The built-in shelves had gotten banged up over the years, with the old glass doors long gone (now replaced with plexiglass). “When I moved in it was really dirty and gross and just became a place to shove stuff,” Nicole says. “Every other thing in my apartment was coming along pretty well but this really seemed to overshadow everything else. I got stuck on the fact that I needed to replace the doors and did nothing for the longest time.”
But, she says, “one Saturday I couldn’t take it anymore.”
Nicole popped the sliding door track out — finding 100 years’ worth of lost pins and coins behind — then got to work.
First, Nicole cleaned the wood as best she could, using filler to repair any cracks and screw holes. Then, she painted the shelves white. “I always cringe when I see people painting over natural wood when no one else has painted over it in 100 years,” Nicole admits. “But there was nothing about the wood in this cabinet that had any real beauty. I hesitate to paint over natural wood 99 percent of the time, but this time I’m glad I decided to go for it.”

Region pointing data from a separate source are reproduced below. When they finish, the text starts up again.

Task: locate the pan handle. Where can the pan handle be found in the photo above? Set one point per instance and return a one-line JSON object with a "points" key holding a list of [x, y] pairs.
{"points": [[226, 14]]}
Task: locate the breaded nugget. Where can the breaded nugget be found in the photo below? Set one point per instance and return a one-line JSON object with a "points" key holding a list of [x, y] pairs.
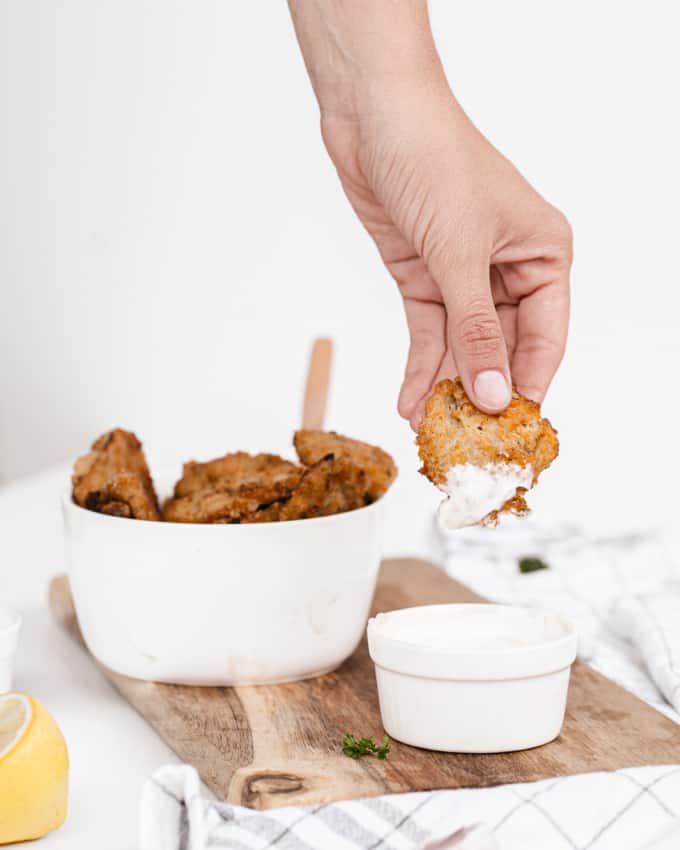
{"points": [[232, 486], [331, 486], [230, 472], [211, 505], [454, 432], [114, 478], [378, 466]]}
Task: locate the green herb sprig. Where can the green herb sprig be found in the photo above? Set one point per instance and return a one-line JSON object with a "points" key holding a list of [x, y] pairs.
{"points": [[531, 565], [357, 748]]}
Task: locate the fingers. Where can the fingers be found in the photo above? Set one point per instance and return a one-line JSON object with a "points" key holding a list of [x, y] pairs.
{"points": [[476, 337], [427, 328], [542, 321]]}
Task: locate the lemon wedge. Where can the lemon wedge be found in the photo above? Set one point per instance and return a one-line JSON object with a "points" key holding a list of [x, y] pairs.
{"points": [[33, 770]]}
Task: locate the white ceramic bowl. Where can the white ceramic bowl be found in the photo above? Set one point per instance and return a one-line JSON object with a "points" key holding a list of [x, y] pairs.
{"points": [[10, 624], [223, 604], [472, 678]]}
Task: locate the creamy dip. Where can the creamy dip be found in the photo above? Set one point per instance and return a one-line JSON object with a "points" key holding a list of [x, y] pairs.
{"points": [[474, 628], [473, 492]]}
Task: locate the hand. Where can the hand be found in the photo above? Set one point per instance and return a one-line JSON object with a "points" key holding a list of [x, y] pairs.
{"points": [[481, 260]]}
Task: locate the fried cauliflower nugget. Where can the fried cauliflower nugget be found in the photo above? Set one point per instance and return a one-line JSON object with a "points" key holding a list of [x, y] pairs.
{"points": [[379, 468], [331, 486], [114, 478], [234, 470], [228, 488], [454, 433]]}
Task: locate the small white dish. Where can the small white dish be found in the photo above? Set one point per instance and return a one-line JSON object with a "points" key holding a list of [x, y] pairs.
{"points": [[10, 624], [472, 678], [223, 604]]}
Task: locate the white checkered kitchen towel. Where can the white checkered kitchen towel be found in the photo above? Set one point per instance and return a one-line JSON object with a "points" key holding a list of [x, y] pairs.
{"points": [[624, 595]]}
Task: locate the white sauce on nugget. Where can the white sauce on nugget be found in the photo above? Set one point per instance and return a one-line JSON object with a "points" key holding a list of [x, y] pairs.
{"points": [[473, 492]]}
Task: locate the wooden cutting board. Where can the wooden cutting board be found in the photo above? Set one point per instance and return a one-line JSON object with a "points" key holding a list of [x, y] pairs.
{"points": [[280, 745]]}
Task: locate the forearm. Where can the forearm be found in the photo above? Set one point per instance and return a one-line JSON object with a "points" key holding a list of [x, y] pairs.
{"points": [[358, 54]]}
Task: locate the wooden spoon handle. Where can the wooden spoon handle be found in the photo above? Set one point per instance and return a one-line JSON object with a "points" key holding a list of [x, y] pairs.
{"points": [[316, 388], [62, 608]]}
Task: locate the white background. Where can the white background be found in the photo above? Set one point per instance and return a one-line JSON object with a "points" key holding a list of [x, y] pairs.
{"points": [[172, 234], [172, 237]]}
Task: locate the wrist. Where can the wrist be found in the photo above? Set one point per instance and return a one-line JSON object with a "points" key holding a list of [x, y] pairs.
{"points": [[362, 56]]}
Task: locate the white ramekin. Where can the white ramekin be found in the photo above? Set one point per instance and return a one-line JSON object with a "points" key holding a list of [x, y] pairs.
{"points": [[223, 604], [484, 697], [10, 623]]}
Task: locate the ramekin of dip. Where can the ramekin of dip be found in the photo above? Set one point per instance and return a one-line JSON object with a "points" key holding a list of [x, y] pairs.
{"points": [[472, 678]]}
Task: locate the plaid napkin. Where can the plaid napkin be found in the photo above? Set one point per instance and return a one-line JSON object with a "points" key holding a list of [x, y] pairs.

The white paint brightened up the shelving and helped turn it from an eyesore into a showpiece. Nicole doubled down by installing peel-and-stick wallpaper on the back in a sophisticated-yet-whimsical crane pattern.
Nicole filled the bottom shelves with matching gray baskets to maximize storage, and uses the top to display art and photos. It’s also now the perfect spot for a home bar. Someday she’ll add a floating shelf to the upper portion, but for now, she says, she’s happy with the results.
“I love that I did the whole thing by myself,” Nicole says. “It’s so much cleaner and brighter and is no longer a reminder of all the other work that needs to be done around here.”
The only thing she’d change? Doing it sooner. “I was overly focused on repairing it or rehabbing it in a perfect way,” Nicole says. “I realized I was letting perfect get in the way of good. Once I let go of that it was freeing.”